Abstract
The autism research field to date has yet to widely adopt trauma-informed thinking and practices. Since most autistic adults have a history of experiencing trauma, the field must shift to center trauma in the design of research for this population. This article calls for widespread integration of trauma-informed strategies into existing research practices focused on autistic adults. We present a summary of trauma sources across research domains and make recommendations for how to integrate existing research related to trauma experienced by autistic adults and trauma-informed practices in the current research landscape. With trauma-informed modifications to research practices, we suggest that accessibility of participation in research for autistic adults with a history of trauma will be improved and that potential trauma-related harms of research will be reduced. Additionally, considering trauma more widely as a potential modifier of autism domains including social functioning, sensory sensitivity, self-soothing behaviors, cognitive functioning, and autonomic arousal may lead to a more comprehensive understanding of these areas. Taken together, we believe that adopting trauma-informed research approaches will lead to more meaningful, impactful research.
Community Brief
Why is this topic important?
Most autistic adults have experienced some type of trauma, but the autism research field generally has yet to take that into consideration for how they design and run studies focusing on this group. The autism research field must shift to prioritize trauma-informed research strategies in order to better understand autistic experiences and to minimize trauma caused by the research process itself.
What is the purpose of this article?
This article asks researchers to be thoughtful and even critical about how their studies could impact their participants and offers suggestions for different ways to improve. Specifically, we (1) summarize existing research about sources of trauma for autistic adults and (2) describe how we can make research better (i.e., more trauma informed) based on what we already know about how autistic adults experience trauma.
What personal or professional perspectives do the authors bring to this topic?
The authors’ professional perspectives span several fields of study, including disability studies, gender studies, neuroscience, genetics, education, and data science. Additionally, two of the authors are allistic, while four of the authors are autistic and are informed by their personal experiences in the workplace, medical system, education system, and daily life.
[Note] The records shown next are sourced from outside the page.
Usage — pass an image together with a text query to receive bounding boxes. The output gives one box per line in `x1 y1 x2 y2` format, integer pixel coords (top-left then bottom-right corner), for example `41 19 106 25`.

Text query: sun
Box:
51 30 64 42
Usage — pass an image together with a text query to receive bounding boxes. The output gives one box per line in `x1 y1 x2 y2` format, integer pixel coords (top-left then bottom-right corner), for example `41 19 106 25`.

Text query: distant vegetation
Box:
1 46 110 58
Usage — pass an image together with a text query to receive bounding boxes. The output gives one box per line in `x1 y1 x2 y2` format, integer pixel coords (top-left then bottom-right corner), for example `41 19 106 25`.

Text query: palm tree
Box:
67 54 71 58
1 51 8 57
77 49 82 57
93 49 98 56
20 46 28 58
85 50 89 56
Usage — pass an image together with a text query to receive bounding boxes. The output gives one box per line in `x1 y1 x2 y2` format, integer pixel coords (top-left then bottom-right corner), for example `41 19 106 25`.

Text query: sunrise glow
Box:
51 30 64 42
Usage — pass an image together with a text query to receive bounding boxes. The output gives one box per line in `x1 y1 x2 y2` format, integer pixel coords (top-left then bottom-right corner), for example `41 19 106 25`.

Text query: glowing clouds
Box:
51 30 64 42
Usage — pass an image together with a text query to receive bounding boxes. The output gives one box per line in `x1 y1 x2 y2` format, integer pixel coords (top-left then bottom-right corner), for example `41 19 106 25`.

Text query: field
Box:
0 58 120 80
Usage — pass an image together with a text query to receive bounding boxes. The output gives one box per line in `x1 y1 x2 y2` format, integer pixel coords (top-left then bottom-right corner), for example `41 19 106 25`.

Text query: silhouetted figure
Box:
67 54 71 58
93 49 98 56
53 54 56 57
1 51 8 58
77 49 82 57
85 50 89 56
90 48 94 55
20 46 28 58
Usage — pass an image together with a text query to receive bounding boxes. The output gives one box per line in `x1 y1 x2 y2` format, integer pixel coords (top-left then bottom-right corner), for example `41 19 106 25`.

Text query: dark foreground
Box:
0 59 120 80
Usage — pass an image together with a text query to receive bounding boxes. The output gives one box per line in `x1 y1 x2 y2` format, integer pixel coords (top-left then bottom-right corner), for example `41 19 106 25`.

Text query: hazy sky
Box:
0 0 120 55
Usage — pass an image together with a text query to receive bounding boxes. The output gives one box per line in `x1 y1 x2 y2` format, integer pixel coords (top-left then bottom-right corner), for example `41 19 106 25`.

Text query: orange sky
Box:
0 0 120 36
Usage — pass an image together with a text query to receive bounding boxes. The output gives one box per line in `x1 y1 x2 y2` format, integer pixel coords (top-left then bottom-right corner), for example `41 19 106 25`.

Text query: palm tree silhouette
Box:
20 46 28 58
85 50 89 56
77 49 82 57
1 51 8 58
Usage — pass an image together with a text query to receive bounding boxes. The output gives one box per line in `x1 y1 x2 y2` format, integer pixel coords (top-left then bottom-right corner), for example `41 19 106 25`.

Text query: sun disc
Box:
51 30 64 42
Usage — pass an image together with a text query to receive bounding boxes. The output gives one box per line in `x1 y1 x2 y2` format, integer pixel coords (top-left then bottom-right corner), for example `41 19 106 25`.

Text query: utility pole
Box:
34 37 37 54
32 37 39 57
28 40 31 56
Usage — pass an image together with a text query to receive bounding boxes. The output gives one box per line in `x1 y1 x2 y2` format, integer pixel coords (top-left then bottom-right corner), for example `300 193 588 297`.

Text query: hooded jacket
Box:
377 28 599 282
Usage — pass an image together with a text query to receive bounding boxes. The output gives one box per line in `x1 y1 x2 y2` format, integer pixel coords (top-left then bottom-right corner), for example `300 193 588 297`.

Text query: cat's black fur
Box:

What is already known about this topic?
Although we know that autistic people frequently experience trauma and have information on trauma-informed care, little research to date has focused on how research with autistic adults can be more trauma-informed.
What do the authors recommend?
We broadly suggest that researchers look at each aspect of their study, ideally in partnership with autistic collaborators, to identify potential areas of harm based on the different trauma sources we describe in the article. Our specific recommendations include making changes to assessments to better identify signs of trauma and trauma coping behaviors that may be otherwise seen as a part of someone’s autism spectrum presentation. For example, we suggest that researchers consider sensory needs (like dimmed lights) in the design of their study and that they ask questions about the sensory needs of their participants so that they can complete the research study without unnecessary discomfort. We also suggest that researchers work to better identify signs of trauma and trauma coping behaviors that may be otherwise seen as a part of someone’s autism spectrum presentation.
How will these recommendations help autistic adults now or in the future?
These recommendations have the goal of helping autistic adults to feel safer accessing and participating in research. We hope that more standard consideration of trauma will lead to research that is more inclusive of autistic adults with different trauma experiences and sensory needs.